Meski tidak mengganggu jadwal penerbangan di bandara tersibuk di Indonesia ini, namun investigasi langsung dijalankan oleh Direktorat Jenderal Perhubungan Udara. Dalam siaran pers yang diterima KabarPenumpang.com (13/12/2019), Direktur Jenderal Perhubungan Udara, Polana B. Pramesti, menjelaskan bahwa insiden salah taxi Pesawat Garuda Indonesia di Bandara Soekarno Hatta akan ditindaklanjuti dengan dilakukan investigasi lanjut dengan memanggil pilot dan petugas ATC yang bertugas.

Bila ditelusuri lewat situs flightradar24.com, diketahui jenis pesawat yang terlibat pada insiden tersebut, GA649 (PK-GMH) merupakan Boeing 737-800, sementara GA649 (PK-GRR) adalah pesawat Bombardier CRJ1000ER, yaitu jenis pesawat yang kabarnya ingin dijual oleh Garuda Indonesia.

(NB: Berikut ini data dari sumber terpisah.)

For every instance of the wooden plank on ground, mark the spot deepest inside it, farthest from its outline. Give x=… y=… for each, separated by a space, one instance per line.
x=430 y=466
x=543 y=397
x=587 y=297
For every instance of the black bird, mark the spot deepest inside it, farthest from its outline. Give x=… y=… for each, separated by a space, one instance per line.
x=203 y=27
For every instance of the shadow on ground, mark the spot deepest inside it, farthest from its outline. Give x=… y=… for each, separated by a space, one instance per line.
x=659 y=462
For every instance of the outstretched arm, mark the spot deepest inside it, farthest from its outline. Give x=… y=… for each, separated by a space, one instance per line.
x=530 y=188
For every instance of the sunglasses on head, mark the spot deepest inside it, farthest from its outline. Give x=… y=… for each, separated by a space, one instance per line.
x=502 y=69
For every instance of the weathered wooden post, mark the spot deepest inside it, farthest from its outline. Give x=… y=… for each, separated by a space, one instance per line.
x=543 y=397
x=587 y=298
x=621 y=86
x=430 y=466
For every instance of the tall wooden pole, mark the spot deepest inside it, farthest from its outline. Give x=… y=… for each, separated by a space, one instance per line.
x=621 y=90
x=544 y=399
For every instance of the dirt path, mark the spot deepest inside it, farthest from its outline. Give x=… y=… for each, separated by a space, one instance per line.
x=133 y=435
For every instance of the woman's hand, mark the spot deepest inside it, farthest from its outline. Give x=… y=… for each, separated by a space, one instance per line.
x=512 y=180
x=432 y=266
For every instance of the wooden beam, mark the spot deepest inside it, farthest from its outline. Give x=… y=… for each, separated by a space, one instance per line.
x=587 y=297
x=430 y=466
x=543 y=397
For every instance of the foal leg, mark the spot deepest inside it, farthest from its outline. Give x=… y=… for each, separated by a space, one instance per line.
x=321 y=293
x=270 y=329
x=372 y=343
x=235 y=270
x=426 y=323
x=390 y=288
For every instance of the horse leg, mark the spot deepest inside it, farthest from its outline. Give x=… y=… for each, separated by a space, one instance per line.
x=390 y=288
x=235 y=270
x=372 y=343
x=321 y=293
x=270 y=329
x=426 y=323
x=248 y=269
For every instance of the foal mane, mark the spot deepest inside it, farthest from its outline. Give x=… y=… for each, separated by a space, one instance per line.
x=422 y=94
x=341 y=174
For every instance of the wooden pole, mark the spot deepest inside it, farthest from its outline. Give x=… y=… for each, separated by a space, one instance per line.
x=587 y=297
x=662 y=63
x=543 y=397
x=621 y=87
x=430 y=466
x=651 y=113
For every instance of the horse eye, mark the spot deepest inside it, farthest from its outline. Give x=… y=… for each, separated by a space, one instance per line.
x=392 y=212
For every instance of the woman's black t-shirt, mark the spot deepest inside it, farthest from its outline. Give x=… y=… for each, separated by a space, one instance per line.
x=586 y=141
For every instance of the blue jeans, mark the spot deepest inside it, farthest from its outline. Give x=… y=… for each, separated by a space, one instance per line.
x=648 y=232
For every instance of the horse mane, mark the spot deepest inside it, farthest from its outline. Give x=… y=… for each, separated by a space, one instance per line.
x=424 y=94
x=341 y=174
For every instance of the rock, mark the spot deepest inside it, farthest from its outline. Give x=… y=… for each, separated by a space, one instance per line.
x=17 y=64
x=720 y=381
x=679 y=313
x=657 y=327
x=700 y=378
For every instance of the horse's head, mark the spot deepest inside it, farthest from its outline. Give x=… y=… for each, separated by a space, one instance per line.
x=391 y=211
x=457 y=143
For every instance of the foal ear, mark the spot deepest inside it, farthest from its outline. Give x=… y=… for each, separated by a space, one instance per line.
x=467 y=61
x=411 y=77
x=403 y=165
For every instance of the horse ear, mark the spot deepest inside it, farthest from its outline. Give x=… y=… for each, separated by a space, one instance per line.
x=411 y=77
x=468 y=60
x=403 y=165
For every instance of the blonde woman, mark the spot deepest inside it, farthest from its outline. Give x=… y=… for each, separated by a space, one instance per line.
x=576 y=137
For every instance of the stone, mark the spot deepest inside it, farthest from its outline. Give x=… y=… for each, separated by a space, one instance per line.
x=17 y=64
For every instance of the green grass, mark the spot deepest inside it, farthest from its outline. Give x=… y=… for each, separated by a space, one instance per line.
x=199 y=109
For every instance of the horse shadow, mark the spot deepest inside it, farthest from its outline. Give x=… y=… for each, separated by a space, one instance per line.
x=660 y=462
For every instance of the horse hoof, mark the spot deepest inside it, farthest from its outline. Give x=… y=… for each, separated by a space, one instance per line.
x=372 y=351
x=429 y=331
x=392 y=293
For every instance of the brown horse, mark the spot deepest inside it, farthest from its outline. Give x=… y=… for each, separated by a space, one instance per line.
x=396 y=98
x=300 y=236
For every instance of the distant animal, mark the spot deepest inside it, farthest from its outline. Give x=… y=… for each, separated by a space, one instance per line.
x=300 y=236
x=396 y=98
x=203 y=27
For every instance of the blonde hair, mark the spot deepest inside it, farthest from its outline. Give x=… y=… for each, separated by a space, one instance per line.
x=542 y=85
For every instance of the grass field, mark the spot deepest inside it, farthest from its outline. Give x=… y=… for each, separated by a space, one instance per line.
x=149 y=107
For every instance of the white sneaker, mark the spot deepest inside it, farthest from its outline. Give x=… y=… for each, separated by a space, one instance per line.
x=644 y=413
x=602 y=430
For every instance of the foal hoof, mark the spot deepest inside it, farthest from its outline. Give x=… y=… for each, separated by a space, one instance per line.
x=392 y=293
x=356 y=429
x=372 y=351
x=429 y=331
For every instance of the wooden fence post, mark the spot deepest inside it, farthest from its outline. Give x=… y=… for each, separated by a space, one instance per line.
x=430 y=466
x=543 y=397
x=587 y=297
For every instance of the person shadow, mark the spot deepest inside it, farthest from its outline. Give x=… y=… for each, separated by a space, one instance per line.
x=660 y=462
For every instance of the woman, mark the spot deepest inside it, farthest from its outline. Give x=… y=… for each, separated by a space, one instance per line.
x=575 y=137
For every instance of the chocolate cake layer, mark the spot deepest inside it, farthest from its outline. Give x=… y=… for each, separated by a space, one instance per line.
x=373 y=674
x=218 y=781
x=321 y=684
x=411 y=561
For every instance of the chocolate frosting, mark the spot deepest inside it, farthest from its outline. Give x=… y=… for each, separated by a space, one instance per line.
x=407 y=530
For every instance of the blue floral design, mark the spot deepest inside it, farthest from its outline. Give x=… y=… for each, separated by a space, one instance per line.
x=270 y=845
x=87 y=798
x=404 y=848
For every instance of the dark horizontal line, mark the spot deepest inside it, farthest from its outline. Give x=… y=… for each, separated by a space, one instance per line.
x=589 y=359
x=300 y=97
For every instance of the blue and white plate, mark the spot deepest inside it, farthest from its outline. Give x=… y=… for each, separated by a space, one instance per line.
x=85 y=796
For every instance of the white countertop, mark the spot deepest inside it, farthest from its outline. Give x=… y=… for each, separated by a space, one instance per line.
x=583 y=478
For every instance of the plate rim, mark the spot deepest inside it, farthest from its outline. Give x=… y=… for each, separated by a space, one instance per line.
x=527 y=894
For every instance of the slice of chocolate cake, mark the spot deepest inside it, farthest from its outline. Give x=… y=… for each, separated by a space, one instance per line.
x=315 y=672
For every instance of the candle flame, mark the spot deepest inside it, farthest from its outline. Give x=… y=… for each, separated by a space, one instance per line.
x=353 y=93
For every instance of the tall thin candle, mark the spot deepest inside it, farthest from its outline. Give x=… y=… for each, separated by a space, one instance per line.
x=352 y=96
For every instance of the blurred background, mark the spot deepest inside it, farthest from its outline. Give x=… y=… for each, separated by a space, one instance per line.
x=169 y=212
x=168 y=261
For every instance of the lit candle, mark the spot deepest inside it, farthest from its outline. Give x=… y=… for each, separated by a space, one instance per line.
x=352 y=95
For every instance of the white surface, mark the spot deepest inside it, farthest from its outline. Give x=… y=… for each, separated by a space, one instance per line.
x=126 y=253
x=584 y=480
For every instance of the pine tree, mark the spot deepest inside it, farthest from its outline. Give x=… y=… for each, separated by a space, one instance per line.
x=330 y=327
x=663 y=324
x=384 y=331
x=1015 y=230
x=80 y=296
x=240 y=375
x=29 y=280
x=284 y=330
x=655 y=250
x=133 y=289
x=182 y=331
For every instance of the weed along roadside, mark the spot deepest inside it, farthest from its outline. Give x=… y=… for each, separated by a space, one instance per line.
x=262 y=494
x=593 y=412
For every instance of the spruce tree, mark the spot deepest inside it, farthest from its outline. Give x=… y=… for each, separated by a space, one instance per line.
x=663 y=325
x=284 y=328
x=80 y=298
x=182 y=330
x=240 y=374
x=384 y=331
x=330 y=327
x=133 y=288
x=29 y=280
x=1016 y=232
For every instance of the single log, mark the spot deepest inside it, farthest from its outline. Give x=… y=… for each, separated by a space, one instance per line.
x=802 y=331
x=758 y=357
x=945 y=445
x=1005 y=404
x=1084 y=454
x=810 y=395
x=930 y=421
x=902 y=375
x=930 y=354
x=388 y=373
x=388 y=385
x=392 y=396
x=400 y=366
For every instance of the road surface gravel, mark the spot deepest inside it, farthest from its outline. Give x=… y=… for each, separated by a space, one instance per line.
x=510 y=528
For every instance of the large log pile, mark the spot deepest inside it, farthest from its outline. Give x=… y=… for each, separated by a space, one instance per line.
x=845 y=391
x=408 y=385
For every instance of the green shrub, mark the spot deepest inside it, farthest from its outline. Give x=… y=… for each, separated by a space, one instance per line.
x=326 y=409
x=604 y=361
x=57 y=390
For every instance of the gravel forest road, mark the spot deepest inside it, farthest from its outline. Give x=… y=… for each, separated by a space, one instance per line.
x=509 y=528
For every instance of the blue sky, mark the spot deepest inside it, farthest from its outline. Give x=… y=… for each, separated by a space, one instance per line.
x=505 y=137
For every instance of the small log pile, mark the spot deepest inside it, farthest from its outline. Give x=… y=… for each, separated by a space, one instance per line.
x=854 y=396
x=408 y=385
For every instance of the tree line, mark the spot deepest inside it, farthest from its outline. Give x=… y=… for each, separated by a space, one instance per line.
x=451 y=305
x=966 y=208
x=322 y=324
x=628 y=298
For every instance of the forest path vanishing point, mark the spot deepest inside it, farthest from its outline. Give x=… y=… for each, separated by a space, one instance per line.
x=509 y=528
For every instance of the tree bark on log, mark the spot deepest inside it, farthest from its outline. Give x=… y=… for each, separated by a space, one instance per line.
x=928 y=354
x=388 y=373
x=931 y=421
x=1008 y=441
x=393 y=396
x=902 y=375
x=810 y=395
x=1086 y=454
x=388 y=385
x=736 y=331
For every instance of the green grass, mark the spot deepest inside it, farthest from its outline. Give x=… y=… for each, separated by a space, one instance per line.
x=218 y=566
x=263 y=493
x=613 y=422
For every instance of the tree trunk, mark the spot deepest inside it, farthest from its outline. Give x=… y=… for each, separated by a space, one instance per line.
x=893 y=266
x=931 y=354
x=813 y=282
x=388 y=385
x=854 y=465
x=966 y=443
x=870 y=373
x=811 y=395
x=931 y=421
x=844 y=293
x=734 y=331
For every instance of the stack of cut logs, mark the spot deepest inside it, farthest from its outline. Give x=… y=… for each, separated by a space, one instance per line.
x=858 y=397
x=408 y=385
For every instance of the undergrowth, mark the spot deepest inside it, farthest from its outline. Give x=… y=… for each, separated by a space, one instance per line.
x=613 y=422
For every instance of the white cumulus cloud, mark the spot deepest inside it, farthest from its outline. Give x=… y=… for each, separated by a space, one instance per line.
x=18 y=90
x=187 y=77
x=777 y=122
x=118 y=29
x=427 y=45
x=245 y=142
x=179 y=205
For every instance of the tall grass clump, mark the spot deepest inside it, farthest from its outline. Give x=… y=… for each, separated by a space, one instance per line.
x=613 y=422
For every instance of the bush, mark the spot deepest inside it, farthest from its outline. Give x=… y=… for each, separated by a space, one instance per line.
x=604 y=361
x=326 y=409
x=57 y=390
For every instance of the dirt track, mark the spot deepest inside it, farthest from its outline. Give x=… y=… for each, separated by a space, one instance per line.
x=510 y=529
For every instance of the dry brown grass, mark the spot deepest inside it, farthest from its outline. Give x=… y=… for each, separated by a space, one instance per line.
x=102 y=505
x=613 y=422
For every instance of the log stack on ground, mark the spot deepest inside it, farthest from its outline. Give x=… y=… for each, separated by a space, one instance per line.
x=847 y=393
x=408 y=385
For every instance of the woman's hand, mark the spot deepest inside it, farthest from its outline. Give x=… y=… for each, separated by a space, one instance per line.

Berdasarkan laporan yang diterima, GA-649 landing pada Runway RWY07L dan diarahkan oleh petugas ATC untuk masuk ke NC4 dan NP1, kemudian holdshort pada NC3, namun kemudian pilot masuk ke NP2. Pada saat yang bersamaan, pesawat Garuda Indonesia GA-264 telah berada di Taxiway NP2, sehingga menyebabkan kedua pesawat tersebut berada pada kondisi berhadapan (head on).

Kepala Kantor Otoritas Bandar Udara Wilayah I Soekarno Hatta, Herson, memastikan bahwa operasional penerbangan di Bandar Udara Soekarno Hatta tidak terganggu pasca insiden Taxiway Incursion.

Baca juga: Garuda Indonesia Berencana Jual CRJ1000, Ternyata Ini Alasannya

“Dapat dipastikan, operasional penerbangan, pasca insiden salah taxi atau head on pesawat Garuda Indonesia, tidak terganggu. Saat ini, kami sedang meminta data dan melakukan investigasi lanjut,” jelas Herson.

Pada kejadian tersebut, pesawat terbang GA-649 dilakukan towing keluar dari taxiway hingga operasional bandar udara berjalan normal. Tidak terjadi kerusakan apapun pada kedua pesawat dan seluruh penumpang selamat.